Next-generation VW platforms due in 2026, will be the last designed for petrol, diesel engines – report

In anticipation of the so-called “death” of the internal combustion engine, Volkswagen Group has announced that it will gradually phase out development of platforms that are designed for petrol and diesel cars, Automotive News reports.

Company chief strategist Michael Jost said “our colleagues are working on the last platform for vehicles that aren’t CO2 neutral. We’re gradually fading out combustion engines to the absolute minimum.” The company expects the era of the combustion car to fade away once its next and final petrol/diesel platforms are introduced in 2026.

Traditional automakers are under increasing pressure from regulators to reduce CO2 emissions to combat climate change, prompting Volkswagen to pursue a radical shift to electric vehicles. With that, VW has begun introducing its first wave of electric cars (the I.D. range), including the Porsche Taycan, which is set to debut next year.

The electric push will encompass 12 automotive brands under the group’s umbrella, and is forecast to comprise about 15 million vehicles. Volkswagen Group has allocated US$50 billion (RM207.8 billion) over the next five years to spend on its transformation to self-driving, electric cars.




From left: Volkswagen I.D. Crozz, Porsche Taycan

The first model of the full-electric range to be produced is the I.D. hatchback, with production set to begin in 12 months in Germany.

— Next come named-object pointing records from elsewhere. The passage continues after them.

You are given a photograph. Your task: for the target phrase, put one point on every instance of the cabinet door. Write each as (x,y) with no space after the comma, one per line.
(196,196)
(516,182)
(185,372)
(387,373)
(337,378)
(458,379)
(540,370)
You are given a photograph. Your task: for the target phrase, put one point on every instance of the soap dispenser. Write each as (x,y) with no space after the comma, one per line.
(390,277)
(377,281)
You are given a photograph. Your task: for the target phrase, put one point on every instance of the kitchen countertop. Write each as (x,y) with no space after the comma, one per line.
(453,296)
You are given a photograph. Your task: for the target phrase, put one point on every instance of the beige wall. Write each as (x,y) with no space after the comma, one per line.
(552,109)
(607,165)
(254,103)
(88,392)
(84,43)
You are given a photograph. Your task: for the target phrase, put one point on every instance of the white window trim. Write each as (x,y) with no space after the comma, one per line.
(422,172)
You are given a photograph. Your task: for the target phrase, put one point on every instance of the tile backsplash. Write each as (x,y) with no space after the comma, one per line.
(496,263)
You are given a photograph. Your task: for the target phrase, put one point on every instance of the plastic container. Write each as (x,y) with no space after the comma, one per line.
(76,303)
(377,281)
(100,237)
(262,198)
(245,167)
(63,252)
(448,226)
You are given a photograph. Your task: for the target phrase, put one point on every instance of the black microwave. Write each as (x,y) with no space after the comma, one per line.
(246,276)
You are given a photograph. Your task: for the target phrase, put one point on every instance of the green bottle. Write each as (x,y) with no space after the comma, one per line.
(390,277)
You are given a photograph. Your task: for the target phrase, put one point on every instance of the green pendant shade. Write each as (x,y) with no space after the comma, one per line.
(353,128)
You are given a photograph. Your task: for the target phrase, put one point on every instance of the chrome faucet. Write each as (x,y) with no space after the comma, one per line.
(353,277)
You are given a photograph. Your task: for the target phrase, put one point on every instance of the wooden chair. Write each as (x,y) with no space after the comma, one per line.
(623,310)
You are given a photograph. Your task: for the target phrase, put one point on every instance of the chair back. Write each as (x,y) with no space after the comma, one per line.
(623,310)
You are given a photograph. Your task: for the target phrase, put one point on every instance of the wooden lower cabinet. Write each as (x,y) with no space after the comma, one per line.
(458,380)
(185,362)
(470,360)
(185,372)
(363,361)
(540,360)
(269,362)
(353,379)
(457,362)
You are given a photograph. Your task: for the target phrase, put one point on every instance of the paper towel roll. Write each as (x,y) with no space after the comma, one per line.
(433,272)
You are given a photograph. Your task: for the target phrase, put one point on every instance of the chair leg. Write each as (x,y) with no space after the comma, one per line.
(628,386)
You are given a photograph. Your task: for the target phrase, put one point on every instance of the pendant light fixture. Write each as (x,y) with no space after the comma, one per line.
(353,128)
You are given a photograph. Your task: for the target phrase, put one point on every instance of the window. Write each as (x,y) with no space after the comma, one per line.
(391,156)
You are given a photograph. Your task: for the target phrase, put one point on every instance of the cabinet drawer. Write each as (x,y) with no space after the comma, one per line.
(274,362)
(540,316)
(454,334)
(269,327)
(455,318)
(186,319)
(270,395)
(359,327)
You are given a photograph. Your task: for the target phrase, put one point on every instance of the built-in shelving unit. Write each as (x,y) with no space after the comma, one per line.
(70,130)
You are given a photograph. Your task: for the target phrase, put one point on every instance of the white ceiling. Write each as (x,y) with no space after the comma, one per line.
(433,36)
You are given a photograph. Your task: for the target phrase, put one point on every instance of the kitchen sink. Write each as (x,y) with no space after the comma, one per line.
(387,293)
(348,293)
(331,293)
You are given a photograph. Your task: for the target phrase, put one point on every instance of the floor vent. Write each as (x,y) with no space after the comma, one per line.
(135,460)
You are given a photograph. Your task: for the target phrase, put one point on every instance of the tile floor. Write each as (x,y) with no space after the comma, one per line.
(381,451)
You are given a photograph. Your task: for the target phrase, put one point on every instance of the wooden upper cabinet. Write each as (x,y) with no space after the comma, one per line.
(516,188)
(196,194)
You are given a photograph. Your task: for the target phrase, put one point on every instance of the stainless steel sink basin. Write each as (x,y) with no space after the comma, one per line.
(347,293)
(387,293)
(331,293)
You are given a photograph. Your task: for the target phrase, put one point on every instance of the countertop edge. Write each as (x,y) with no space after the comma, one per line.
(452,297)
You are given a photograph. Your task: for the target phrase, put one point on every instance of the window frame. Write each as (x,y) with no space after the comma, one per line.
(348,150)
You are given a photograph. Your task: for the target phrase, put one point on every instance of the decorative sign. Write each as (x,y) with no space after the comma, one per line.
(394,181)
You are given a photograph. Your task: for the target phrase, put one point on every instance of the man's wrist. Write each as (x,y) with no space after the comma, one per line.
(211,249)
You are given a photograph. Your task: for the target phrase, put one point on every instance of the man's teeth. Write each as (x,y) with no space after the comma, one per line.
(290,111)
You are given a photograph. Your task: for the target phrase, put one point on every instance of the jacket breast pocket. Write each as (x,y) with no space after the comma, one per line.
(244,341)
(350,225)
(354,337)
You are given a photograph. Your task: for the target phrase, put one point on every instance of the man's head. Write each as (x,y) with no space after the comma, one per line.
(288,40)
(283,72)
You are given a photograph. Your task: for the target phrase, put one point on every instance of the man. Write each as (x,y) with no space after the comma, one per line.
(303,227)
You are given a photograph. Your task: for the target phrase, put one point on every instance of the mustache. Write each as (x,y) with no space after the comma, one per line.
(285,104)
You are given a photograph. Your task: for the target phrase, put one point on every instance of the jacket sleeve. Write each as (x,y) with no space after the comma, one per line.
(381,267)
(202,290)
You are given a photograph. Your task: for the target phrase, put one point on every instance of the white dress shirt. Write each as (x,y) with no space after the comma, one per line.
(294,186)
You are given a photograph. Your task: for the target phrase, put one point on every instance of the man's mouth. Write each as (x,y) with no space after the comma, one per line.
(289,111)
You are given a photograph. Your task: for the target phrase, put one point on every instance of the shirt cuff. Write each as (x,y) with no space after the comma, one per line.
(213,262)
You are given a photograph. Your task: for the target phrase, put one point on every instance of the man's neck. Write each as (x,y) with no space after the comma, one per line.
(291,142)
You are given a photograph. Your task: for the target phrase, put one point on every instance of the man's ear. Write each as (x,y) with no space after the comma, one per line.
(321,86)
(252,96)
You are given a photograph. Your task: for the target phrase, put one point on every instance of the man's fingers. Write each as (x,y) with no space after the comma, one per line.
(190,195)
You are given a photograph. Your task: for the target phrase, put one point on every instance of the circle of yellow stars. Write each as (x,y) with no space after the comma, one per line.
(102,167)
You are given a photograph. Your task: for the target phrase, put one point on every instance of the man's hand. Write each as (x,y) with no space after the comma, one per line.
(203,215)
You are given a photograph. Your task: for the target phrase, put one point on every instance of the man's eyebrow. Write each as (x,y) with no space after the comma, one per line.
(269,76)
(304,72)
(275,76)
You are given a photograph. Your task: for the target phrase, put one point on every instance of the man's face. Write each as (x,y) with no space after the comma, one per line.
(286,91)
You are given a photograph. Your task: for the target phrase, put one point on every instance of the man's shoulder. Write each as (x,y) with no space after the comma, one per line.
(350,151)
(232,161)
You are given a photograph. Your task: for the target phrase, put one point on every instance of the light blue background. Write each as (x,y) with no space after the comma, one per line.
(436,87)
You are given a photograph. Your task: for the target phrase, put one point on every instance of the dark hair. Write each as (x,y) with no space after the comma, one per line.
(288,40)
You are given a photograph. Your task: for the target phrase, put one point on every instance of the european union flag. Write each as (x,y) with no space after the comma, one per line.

Other I.D. models like the Crozz and Vizzion flagship will follow – it’s unclear where the duo will be assembled, but reports suggest that other I.D. models will be built at the firm’s facilities in China by 2020. VW plans to launch fully or partly electric versions across its line-up of more than 300 cars, vans, trucks and motorbikes by 2030.

The gradual exit of combustion engines marks a big change for Volkswagen, which became the poster child of car pollution after it admitted to cheating on emissions tests in a scandal involving 11 million vehicles worldwide. “Yes, we have a clear responsibility here,” Jost said. “We made mistakes.”

Moving forward, Volkswagen will continue to modify its combustion engine technology after the new platform is introduced in 2026. After 2050, there may still be residual gasoline and diesel models in markets lacking charging infrastructure, said Jost.